Toyota marketed the sports car as the 86 for the first-generation model in Asia, Australia, North America (as of August 2016), South Africa, and South America;[2] as the Toyota GT86 in Europe; as the 86 and GT86 in New Zealand; as the Toyota FT86 in Brunei, Nicaragua, and Jamaica; and as the Scion FR-S (20122016) in the United States and Canada.



Toyota markets the second-generation vehicle as the GR86 as a member of the Gazoo Racing clan.


What exactly does BRZ mean?

The BRZ is the moniker Subaru gave to its future rear-drive sports car.

The company has declared that manufacturing would begin in the spring of 2012 and that it stands for “Boxer engine, Rear-wheel drive, and Zenit.” Of course, Toyota helped design the vehicle, and Toyota will market it under the Scion brand in this country. Subaru will introduce a new technology.

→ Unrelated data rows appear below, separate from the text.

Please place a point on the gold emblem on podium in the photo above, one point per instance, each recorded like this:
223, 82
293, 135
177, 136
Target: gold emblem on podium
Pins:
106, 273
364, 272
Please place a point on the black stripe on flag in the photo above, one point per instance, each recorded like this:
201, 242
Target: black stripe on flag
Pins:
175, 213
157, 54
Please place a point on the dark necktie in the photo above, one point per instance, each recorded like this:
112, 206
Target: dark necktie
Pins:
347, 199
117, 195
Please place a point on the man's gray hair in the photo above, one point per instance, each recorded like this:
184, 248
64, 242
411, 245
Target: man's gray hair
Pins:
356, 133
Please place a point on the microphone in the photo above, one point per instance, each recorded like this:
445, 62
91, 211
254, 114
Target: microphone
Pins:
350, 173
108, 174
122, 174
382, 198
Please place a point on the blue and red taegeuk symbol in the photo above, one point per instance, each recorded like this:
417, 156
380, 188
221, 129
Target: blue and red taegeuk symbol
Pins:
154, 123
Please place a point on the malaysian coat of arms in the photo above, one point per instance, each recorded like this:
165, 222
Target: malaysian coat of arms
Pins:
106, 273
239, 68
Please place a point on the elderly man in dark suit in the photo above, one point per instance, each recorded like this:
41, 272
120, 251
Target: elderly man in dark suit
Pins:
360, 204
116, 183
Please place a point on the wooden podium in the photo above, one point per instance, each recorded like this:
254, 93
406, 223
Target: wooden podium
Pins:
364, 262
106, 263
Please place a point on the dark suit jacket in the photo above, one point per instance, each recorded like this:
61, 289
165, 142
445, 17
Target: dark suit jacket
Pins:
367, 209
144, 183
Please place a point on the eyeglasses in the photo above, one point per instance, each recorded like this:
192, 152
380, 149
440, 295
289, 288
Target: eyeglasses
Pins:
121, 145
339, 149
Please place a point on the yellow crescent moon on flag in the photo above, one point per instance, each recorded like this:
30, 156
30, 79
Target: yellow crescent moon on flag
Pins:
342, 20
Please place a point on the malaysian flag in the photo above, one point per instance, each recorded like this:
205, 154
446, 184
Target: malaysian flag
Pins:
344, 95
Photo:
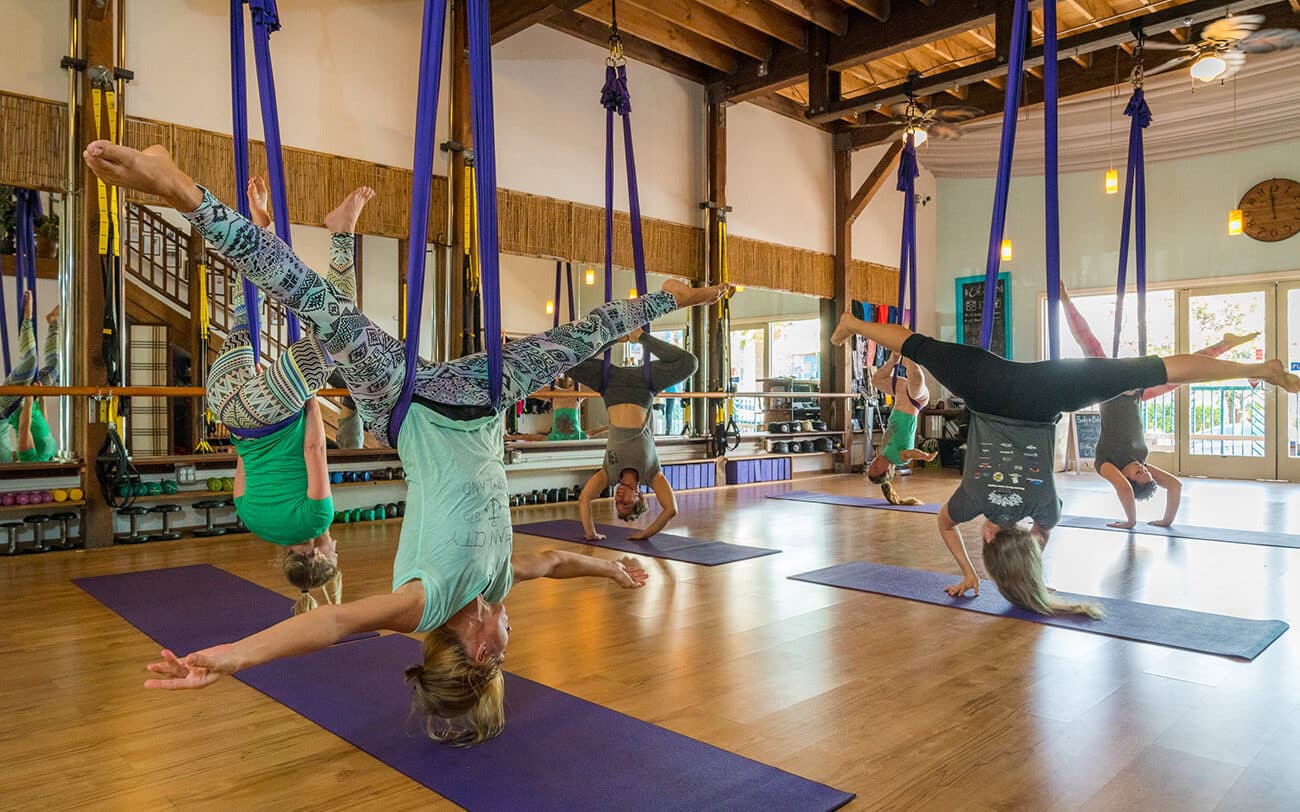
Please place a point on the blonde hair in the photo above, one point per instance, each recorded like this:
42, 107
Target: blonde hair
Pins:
888, 489
310, 572
1014, 561
463, 702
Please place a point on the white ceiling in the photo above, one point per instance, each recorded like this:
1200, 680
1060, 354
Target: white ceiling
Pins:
1184, 121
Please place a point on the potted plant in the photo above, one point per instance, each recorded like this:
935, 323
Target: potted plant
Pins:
47, 235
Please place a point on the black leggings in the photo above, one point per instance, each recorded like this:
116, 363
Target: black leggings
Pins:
1036, 391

What exactly does GT86 mean?

the title. The 2000GT and the Corolla GT Coup are two of the most significant sports vehicles in Toyota’s history, and they are both mentioned in the moniker “GT86” (AE86). Additionally, it derives from the car’s development code, “086A.”

What makes it a Toyota 86?

The Toyota 86 was named after a previous generation of the Toyota Corolla, a car from the same manufacturer that is somewhat underestimated when compared to more recent models. Even though it doesn’t sound like an exciting car now, the Toyota Corolla GT-S from the 1980s was surprisingly agile in its day. The Toyota 86 was first influenced by the AE86, a model of the Corolla that was known as the Corolla GT-S. The 86 model name so has part of the brand’s history behind it, despite the fact that the numbers may appear to be fairly arbitrary.

Is the GR86 constrained?

For 2023, Toyota is our top pick for an affordable sports vehicle. Instead, a GR86 Special Edition has been added. The Special Edition has matte-black 18-inch wheels, a blatty cat-back performance exhaust with black chrome ends, and distinctive Solar Shift orange paint in addition to GR86 Premium components. Only 860 copies of the GR86 Special Edition will be produced. I’m curious how they got at that figure.